I do think though that there would by many times you would be left wondering. I'm thinking of an encounter where you can help some travelers avoid certain death, and afterwards speak with them. There would be a persuasion or deception check about helping them deliver their goods. The possible results could be:

Success = They accept your help, load you up with a locked chest full of their valuable goods, and offer a reward when the goods are delivered intact.
OR They politely deny your help saying they have help on the way already.

Failure = They politely deny your help saying they have help on the way already
OR They accept your help, load you up with a locked chest full of junk, an offer a reward when the goods are delivered intact. However, on the way to deliver the goods, you get ambushed by a group of bandits that steal all of your gear and leave you on the side of the road unconscious if they win combat. (rather than just outright killing you)

There would be almost no way of knowing if you failed or succeeded if any of those 3 were the outcome. I mean if you rolled LOW you could assume failure and HIGH could assume success, but if failure or success might mean them politely denying your offer, how could you know what that means?

Originally Posted by geala
... I reloaded on several occasions when I "succeeded", because I wanted to fail (to get a fight). There are only very very few checks in the EA in which I wanted to succeed 100% of time......

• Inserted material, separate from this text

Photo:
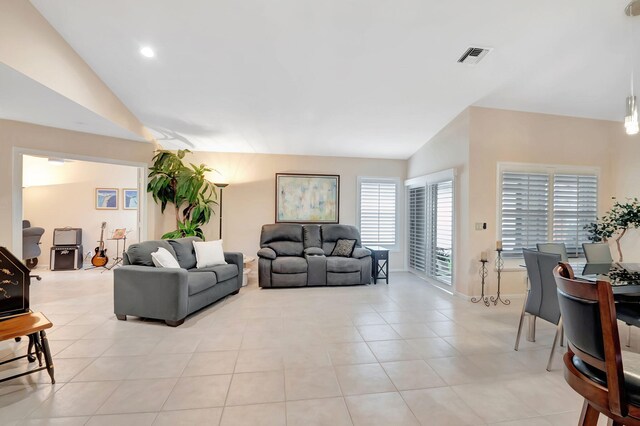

.....but the following fight against the alerted bandits is not more difficult than if you succeeded in the dialog, I find it even easier to a certain extent. The more the player has such experiences, the more he/she may be inclined to accept dice rolls.

So I'm genuinely curious, why would you attempt something that you wanted to fail? I can't remember every encounter, but it seems like at least almost all of the give you the option to "Leave" or if you wanted to fight, there's an option to give a rude response at least. Even if there isn't that type of option to get out of dialog, if you want to fail a check so you can fight someone, why not just attack them afterward?

I think this is where I get annoyed/confused at the way the RP is being taken out of RPGs, and instead turning them into a game where there is a specific narrative you want to follow to get to a specific ending.
I personally feel like having outcome control taken away is one of the best things art like RPGs can do for us. Can you imagine what it would be like if we had no great novels but only "choose your own adventure" books where you could cheat to get the ending you think you wanted? Yuck!